Essa irmã, para mim, trazia um mundo novo, moderno em relação ao fundão em que vivíamos, até novas palavras entraram em meu vocabulário, algumas estranhas ou complicadas. Novas palavras aprendidas significavam um alargamento do meu mundo. Um dia você terá que sair daqui, Nequinho, ela dizia, deixar esse mundo tacanho (aí uma nova palavra), tem de estar preparado. O mundo pode ser cruel.
Saía de casa alegre, renovada, buscava as velhas amizades. Sentava-se displicente nas mesas dos botecos, pernas cruzadas, puxava um cigarro do maço, copo de uísque ao lado. Fazia selfies com os polpudos lábios entreabertos. E às vezes botava pra fora sua dança, a gingar enlouquecida, olhos cerrados, como se aquilo viesse de um mundo só seu, cheio de dores e mistérios.
De olho em seus gestos e meneios, seu corpo excitante, eu não a via como irmã. Irina era outra. Eu também, por dentro, me sentia outro. Tinha sonhos, devaneios. Minha imaginação construía imagens que atiçavam o corpo. Estava na idade perigosa, dizia a mãe. Era a figura de seu corpo que se inseria em meu pensamento quando me trancava no quarto para atender às necessidades da adolescência. Queria e não queria que ela aqui permanecesse. Havia um marco, como um risco escavado no chão, que não podia ultrapassar. Rezava pedindo a Deus que não a deixasse criar raízes em meus pensamentos. O que fazer?

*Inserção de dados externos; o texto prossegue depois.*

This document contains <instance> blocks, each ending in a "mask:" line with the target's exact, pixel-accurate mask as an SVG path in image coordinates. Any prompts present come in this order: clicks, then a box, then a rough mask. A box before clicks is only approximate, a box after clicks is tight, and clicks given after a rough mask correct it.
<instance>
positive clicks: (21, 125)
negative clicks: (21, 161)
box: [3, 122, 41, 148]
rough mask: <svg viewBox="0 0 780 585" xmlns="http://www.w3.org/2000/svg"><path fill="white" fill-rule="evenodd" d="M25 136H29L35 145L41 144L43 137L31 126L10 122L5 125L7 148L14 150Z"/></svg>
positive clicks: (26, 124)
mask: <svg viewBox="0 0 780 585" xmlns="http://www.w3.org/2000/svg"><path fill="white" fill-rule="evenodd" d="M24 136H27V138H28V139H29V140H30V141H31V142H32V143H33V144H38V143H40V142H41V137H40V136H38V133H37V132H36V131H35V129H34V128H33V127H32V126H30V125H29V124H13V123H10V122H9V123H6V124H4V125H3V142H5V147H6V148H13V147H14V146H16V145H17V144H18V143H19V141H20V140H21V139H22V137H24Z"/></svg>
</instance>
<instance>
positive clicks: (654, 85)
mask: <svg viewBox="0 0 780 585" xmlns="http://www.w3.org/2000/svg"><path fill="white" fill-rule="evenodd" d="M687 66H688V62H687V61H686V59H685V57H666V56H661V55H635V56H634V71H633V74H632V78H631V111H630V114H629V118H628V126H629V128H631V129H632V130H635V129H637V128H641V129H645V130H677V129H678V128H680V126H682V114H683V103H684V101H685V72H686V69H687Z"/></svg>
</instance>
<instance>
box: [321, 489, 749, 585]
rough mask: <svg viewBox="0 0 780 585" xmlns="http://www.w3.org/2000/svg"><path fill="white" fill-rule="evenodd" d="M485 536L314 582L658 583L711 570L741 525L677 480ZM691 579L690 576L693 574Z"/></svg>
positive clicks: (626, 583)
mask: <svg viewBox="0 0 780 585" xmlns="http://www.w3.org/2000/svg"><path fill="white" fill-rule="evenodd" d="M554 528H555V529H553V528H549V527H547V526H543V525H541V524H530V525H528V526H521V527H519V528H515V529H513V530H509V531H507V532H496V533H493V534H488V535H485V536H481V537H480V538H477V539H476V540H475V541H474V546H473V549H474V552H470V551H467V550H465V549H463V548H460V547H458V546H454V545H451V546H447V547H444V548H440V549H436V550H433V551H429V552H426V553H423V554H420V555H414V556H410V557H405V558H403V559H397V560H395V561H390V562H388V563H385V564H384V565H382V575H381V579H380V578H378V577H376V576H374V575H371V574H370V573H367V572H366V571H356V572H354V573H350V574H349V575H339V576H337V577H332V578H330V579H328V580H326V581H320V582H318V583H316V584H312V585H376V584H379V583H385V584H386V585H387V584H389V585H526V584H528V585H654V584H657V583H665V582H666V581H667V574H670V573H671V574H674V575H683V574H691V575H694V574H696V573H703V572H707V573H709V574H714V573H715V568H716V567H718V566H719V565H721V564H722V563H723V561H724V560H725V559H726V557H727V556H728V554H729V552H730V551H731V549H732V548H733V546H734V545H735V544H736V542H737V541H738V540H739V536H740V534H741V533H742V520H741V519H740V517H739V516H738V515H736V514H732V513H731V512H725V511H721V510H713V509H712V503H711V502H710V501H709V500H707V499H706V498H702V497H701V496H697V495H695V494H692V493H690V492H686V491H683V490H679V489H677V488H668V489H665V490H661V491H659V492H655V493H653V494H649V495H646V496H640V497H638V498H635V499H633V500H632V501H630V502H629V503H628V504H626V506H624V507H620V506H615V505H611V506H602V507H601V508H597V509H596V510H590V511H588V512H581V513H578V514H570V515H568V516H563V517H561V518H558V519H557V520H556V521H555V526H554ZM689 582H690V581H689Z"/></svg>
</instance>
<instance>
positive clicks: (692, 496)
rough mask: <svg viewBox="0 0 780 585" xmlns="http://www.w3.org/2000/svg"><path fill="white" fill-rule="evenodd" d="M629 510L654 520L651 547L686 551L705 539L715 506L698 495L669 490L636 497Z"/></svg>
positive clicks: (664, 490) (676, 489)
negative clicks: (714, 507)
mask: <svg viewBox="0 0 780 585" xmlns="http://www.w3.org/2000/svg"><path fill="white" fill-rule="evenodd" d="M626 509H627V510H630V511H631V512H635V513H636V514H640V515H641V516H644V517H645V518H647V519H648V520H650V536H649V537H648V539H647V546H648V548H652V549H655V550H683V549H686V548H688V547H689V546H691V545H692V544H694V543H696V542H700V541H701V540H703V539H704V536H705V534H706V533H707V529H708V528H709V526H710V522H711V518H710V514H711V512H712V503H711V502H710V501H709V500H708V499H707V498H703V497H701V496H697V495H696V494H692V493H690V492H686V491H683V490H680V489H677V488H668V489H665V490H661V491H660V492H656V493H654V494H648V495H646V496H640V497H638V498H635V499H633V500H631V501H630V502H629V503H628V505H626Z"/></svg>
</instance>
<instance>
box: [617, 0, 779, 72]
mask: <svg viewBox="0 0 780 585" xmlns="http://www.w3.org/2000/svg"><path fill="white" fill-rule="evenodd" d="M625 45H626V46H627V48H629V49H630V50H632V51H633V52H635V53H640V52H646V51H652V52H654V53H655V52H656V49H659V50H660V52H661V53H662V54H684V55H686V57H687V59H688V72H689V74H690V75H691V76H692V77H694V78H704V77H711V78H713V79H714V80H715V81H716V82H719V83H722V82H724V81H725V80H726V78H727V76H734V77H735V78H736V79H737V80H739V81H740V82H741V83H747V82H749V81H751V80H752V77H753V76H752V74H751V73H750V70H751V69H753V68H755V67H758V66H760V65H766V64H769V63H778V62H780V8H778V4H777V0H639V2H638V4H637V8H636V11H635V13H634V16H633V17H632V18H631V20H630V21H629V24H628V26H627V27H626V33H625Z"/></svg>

Um dia, parou em nossa porta um carro de luxo, não sei a marca, não entendo de carros. O motorista buzinou com insistência e perguntou pela mana. Fui chamá-la, orgulhoso de que ela tinha conhecidos de tal envergadura. Um belo carro, de gente endinheirada. Ela não ficou surpresa, veio com uma contorção de desagrado no rosto. Quando parou na porta, o homem desceu do carro. Estava de calça jeans e uma camiseta estampada do jeito da minha, óculos de sol sobre a testa.
Ficaram falando por uma meia hora, ele parecia insistente, ela meneava a cabeça de forma negativa, tinha os braços cruzados, num aperto, como se formassem uma barreira contra o homem. Uma hora ele a segurou pelo braço e suas feições se tornaram tensas, a boca parecia expulsar palavras duras.
Então Irina entrou em casa, foi direto ao quarto. Em alguns minutos saiu dali vestida de calça e blusa, cabelos apanhados para trás, empurrando sua grande mala de rodinhas. Me deu um beijo, disse “cuide da mãe e do pai”, e entrou no carro. Parecia hesitante, como gado sendo tangido. O carro acelerou, com tremendo ronco, e se afastou largando poeira.
Foi aí que veio vindo, de dentro de mim, uma dor incontida, como se fosse me espremendo o coração, e foi se espalhando pelo meu corpo, turvando os olhos, amolecendo as pernas; sentimento de perda de alguma coisa que não cheguei a possuir. E era pra vida toda.